Understanding the limitations and improving the relevance of SPICE simulations in side-channel security evaluations

Simulation is a very powerful tool for hardware designers. It generally allows the preliminary evaluation of a chip’s performance before its final tape out. As security against side-channel attacks is an increasingly important issue for cryptographic devices, simulation also becomes a desirable option for preliminary evaluation in this case. However, its relevance highly depends on the proper modeling of all the attack peculiarities. For example, several works in the literature directly exploit SPICE-like simulations without considering measurement peripherals. But the outcome of such analyses may be questionable, as witnessed by the recent results of Renauld et al. at CHES 2011, which showed how far the power traces of an AES S-box implemented using a dynamic and differential logic style fabricated in 65nm CMOS can lie from their post-layout simulations. One important difference was found in the linear dependencies between the (simulated and actual) traces and the S-box input/output bits.
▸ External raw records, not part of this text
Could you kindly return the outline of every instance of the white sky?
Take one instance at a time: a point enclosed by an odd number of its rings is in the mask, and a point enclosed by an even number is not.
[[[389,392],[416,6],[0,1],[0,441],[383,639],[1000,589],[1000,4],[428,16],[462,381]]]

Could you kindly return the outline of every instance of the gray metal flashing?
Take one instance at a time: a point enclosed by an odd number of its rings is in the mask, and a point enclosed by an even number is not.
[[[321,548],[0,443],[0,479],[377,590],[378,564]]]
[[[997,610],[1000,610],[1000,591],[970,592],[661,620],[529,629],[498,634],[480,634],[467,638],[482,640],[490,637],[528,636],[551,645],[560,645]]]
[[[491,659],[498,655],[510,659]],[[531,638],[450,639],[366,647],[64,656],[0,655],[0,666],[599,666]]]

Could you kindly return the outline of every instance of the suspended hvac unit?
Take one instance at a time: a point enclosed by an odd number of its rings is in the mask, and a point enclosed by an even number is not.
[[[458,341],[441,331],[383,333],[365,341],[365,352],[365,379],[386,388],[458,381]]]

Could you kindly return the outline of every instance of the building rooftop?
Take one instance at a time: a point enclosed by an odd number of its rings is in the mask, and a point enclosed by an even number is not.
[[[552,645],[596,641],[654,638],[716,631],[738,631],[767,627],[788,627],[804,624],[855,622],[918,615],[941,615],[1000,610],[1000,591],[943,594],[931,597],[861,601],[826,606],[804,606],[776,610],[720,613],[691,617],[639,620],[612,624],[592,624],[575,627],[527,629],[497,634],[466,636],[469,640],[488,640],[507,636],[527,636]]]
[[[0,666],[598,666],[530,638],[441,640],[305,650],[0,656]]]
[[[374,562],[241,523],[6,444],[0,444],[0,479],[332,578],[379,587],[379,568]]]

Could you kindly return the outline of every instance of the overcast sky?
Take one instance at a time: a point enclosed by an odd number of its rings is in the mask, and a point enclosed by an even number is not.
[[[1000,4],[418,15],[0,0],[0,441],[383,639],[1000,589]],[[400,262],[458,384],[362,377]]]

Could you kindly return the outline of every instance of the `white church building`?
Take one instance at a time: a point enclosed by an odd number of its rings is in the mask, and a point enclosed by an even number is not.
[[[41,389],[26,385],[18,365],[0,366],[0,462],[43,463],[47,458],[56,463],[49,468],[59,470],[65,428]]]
While simulations exhibited highly non-linear traces, actual measurements were much more linear. As linearity is a crucial parameter for the application of non-profiled side-channel attacks (which are only possible under the assumption of “sufficiently linear leakages”), this observation motivated us to study the reasons of such differences. Consequently, this work discusses the relevance of simulation in security evaluations, and highlights its dependency on the proper modeling of measurement setups. For this purpose, we present a generic approach to build an adequate model to represent measurement artifacts, based upon real data from equipment providers for our AES S-box case study. Next, we illustrate the transformation of simulated leakages, from highly non-linear to reasonably linear, exploiting our model and regression-based side-channel analysis. While improving the relevance of simulations in security evaluations, our results also raise doubts regarding the possibility to design dual-rail implementations with highly non-linear leakages.